Ein Uber bietet meist das beste Verhältnis aus Preis, Reisedauer und Komfort. Eine Reise von 15 Minuten kostet umgerechnet 2,5€ und ist damit absolut bezahlbar. Die Wartezeiten sind auch akzeptabel. Zwischen 2 und 10 Minuten muss man auf den Fahrer warten. Einziger Haken ist natürlich, dass man eine Datenverbindung brauch, sprich man brauch entweder eine W-Lan in der Nähe oder eine argentinische SIM-Karte. Bezahlen kann man per Kreditkarte oder mit Bargeld.

Taxi

Das Taxi empfiehlt sich, wenn man möglichst schnell ein Transportmittel braucht. An jeder stärker befahrenen Straße dauert es höchstens einige Minuten, bis man ein freies Taxi findet. Das heißt allerdings nicht, dass man auch am schnellsten am Ziel ankommt. Die Taxifahrer sind dafür bekannt, Touristen “übers Ohr zu hauen”. Weiter wird lediglich argentinische Pesos als Zahlungsmittel anerkannt. Daher ist dieses Verkehrsmittel nur bedingt zu empfehlen.

Ecobici

Für die Abenteurer unter euch ist das Ecobici das absolute Maß der Dinge. Das Ecobici ist ein gratis Leihfahrrad der Stadt Buenos Aires. Damit könnt ihr werktags eine Stunde und am Wochenende zwei Stunden gratis durch die Stadt radeln. Überall in der Stadt sind orange Fahrradterminals verteilt, bei denen ihr Fahrräder per App ausleihen oder abgeben könnt. Dafür müsst ihr lediglich die App herunterladen und euch mit Pass und Kreditkarte registrieren. Der Haken besteht lediglich darin, dass ihr eine Datenverbindung, sprich W-Lan oder eine argentinische SIM-Karte, benötigt.
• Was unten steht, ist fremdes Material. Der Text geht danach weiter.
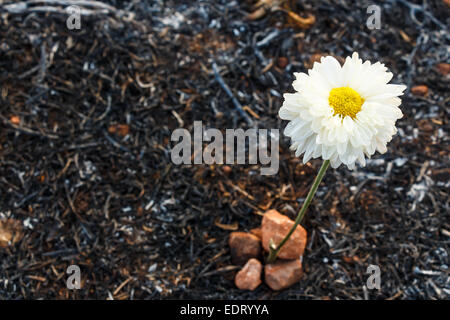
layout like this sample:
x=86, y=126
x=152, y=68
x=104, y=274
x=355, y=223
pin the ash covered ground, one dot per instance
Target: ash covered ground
x=86, y=176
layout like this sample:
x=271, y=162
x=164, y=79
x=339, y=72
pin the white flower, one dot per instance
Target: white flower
x=342, y=114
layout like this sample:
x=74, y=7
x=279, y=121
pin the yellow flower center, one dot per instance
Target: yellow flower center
x=345, y=101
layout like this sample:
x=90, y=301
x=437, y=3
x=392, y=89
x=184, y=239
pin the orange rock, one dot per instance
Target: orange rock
x=244, y=246
x=421, y=90
x=275, y=226
x=257, y=232
x=249, y=278
x=15, y=120
x=283, y=274
x=11, y=232
x=226, y=169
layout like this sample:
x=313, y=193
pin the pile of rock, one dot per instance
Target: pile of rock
x=246, y=250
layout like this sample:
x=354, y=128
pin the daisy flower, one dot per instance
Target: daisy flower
x=342, y=113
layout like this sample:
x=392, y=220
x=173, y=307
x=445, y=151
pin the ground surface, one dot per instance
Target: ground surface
x=86, y=176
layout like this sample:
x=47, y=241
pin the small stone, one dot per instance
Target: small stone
x=283, y=274
x=249, y=277
x=282, y=62
x=244, y=246
x=275, y=226
x=119, y=129
x=443, y=68
x=421, y=90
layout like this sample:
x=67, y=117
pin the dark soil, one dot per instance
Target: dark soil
x=86, y=176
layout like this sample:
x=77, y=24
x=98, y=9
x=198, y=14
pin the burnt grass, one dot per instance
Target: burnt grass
x=86, y=175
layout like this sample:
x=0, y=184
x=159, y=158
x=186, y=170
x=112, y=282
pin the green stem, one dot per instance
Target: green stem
x=274, y=251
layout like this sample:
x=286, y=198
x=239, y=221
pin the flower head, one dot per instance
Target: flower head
x=342, y=113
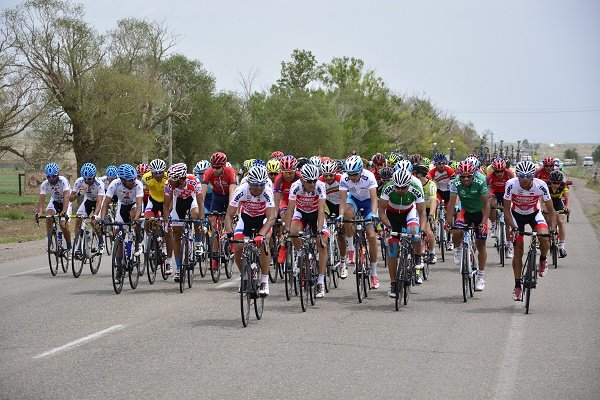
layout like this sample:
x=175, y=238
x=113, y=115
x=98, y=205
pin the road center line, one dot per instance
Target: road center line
x=80, y=341
x=23, y=272
x=509, y=368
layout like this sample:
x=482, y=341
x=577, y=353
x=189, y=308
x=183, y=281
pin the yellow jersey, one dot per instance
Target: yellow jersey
x=155, y=188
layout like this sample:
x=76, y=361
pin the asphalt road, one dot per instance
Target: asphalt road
x=66, y=338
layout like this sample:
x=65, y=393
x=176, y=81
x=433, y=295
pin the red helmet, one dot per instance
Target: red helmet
x=288, y=163
x=277, y=154
x=142, y=169
x=465, y=168
x=218, y=159
x=499, y=164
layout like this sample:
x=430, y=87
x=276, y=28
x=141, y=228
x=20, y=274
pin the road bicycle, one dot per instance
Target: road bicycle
x=85, y=248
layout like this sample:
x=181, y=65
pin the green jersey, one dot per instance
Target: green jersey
x=470, y=196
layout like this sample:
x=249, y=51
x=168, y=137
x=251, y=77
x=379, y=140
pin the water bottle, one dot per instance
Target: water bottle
x=128, y=248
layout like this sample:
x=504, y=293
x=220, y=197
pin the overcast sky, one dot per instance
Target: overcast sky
x=523, y=69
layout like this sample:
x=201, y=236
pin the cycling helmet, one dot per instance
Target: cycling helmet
x=329, y=167
x=386, y=173
x=316, y=161
x=309, y=172
x=378, y=159
x=277, y=154
x=201, y=166
x=439, y=157
x=258, y=175
x=420, y=169
x=288, y=163
x=401, y=177
x=525, y=167
x=51, y=169
x=273, y=166
x=353, y=164
x=142, y=169
x=499, y=164
x=556, y=176
x=392, y=159
x=403, y=164
x=416, y=158
x=127, y=172
x=465, y=168
x=218, y=159
x=158, y=166
x=111, y=171
x=177, y=171
x=88, y=170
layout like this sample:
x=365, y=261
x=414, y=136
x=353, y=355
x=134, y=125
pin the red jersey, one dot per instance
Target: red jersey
x=220, y=184
x=498, y=184
x=280, y=185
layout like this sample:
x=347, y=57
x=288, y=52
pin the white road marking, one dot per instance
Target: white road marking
x=230, y=283
x=509, y=368
x=23, y=272
x=81, y=341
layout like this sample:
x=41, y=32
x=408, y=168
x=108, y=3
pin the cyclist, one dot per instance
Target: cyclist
x=257, y=209
x=183, y=193
x=496, y=181
x=130, y=194
x=472, y=191
x=223, y=181
x=521, y=199
x=402, y=208
x=559, y=193
x=307, y=199
x=60, y=190
x=362, y=186
x=430, y=200
x=92, y=190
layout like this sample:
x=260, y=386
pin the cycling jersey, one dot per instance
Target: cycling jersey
x=470, y=196
x=91, y=191
x=156, y=189
x=525, y=201
x=220, y=183
x=307, y=202
x=360, y=190
x=252, y=206
x=497, y=184
x=190, y=188
x=333, y=190
x=442, y=179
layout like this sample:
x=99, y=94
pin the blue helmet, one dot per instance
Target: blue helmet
x=111, y=171
x=88, y=170
x=126, y=171
x=51, y=169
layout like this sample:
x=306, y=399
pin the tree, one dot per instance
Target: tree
x=572, y=154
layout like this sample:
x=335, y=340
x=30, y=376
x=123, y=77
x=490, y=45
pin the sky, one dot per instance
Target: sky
x=520, y=68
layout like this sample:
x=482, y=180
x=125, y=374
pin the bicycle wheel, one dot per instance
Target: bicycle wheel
x=245, y=293
x=78, y=262
x=116, y=266
x=53, y=253
x=215, y=273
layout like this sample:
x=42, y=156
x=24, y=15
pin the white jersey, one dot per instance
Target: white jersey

Fazit: Je nach Distanz und Tageszeit sind andere Transportmittel vorzuziehen. Der Bus ist auf außerhalb der Stoßzeiten für mittlere Strecken gut geeignet. Mit der U-Bahn kommt man am schnellsten in der Innenstadt voran und mit dem Zug kann man die Außenbereiche von Buenos Aires erreichen. Ein Uber bietet meist das beste Verhältnis zwischen Preis, Reisedauer und Komfort. Die Vorraussetzung für diese und weitere Navigationsapps, die die Fortbewegung in Buenos Aires erleichtern, ist eine Handy mit aktiver Datenverbindung (argentinische SIM-Karte).